*Note: Colcannon is a dish of Irish origin that is made of mashed potatoes and either cabbage or kale. Our three-greens mixture, Southern Greens, is used in this version to give it a Southern U.S. twist. If you feel that the name Colcannon is too obscure, you could call it Southern Greens Mashed Potatoes!
Serves: 30 mins
- • 3 lbs. white potatoes, cut in two-inch chunks
- • Salt
- • 2 Tbsp. olive oil
- • 16 oz. chopped Southern Greens blend
- • ½ cup chopped red onions (plus more for garnish, if desired)
- • ½ to ¾ cups milk
- ) Put the potatoes in a large pot with 2 teaspoons of salt and enough cold water to cover them. Place the pot over high heat and partially cover it. Bring to a boil. Remove cover and reduce heat to a simmer. Cook until potatoes are fork tender. Drain potatoes in a colander and let them rest there.
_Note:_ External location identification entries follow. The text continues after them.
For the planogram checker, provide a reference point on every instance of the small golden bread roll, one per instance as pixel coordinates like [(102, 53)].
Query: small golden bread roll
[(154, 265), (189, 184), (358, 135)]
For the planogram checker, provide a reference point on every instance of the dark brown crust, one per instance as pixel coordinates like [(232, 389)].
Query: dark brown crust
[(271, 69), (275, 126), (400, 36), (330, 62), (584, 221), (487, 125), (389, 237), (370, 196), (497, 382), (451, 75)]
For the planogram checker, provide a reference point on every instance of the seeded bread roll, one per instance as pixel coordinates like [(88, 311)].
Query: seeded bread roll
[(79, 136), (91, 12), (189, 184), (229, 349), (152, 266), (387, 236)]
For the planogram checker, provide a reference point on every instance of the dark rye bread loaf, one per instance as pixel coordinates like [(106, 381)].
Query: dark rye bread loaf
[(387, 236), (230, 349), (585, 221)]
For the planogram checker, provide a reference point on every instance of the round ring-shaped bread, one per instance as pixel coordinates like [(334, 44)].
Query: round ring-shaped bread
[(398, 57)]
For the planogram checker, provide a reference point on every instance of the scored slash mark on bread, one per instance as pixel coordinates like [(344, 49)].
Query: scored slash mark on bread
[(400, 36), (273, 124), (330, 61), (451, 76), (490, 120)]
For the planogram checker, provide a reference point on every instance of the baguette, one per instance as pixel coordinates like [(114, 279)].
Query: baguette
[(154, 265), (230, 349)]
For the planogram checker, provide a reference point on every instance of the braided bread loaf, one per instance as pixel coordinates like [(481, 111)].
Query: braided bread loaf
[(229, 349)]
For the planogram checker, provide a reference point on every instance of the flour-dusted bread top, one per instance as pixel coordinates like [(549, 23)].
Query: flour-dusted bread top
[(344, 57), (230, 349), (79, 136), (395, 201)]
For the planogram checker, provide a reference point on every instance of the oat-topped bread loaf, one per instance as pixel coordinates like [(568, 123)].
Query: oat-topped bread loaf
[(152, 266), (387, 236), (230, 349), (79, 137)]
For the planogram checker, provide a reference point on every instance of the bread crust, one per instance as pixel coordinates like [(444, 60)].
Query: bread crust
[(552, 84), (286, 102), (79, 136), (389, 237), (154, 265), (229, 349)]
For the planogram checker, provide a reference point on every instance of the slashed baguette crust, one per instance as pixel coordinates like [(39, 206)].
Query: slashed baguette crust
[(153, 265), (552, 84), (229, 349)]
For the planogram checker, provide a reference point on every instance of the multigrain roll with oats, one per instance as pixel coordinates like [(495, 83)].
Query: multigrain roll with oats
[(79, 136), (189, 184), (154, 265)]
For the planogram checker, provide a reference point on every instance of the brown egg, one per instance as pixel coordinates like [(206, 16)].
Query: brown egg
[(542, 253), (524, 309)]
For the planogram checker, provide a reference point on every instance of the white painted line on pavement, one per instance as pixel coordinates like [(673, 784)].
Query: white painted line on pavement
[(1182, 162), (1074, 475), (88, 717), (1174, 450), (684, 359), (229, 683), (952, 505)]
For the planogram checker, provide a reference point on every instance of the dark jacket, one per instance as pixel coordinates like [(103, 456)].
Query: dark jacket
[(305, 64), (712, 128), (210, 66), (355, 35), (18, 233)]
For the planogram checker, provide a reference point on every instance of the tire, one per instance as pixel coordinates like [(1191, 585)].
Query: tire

- ) To the drained pot, add the olive oil and set it over medium heat until heated. Add the mixed greens and ½ teaspoon of salt. Use tongs to stir until it is wilted, 3-4 minutes. Add the red onions and cook for 30 seconds longer.
- ) Add the drained potatoes to the greens and mash well. Stir in ½ cup of milk. Add more milk to make it more moist and more salt if desired.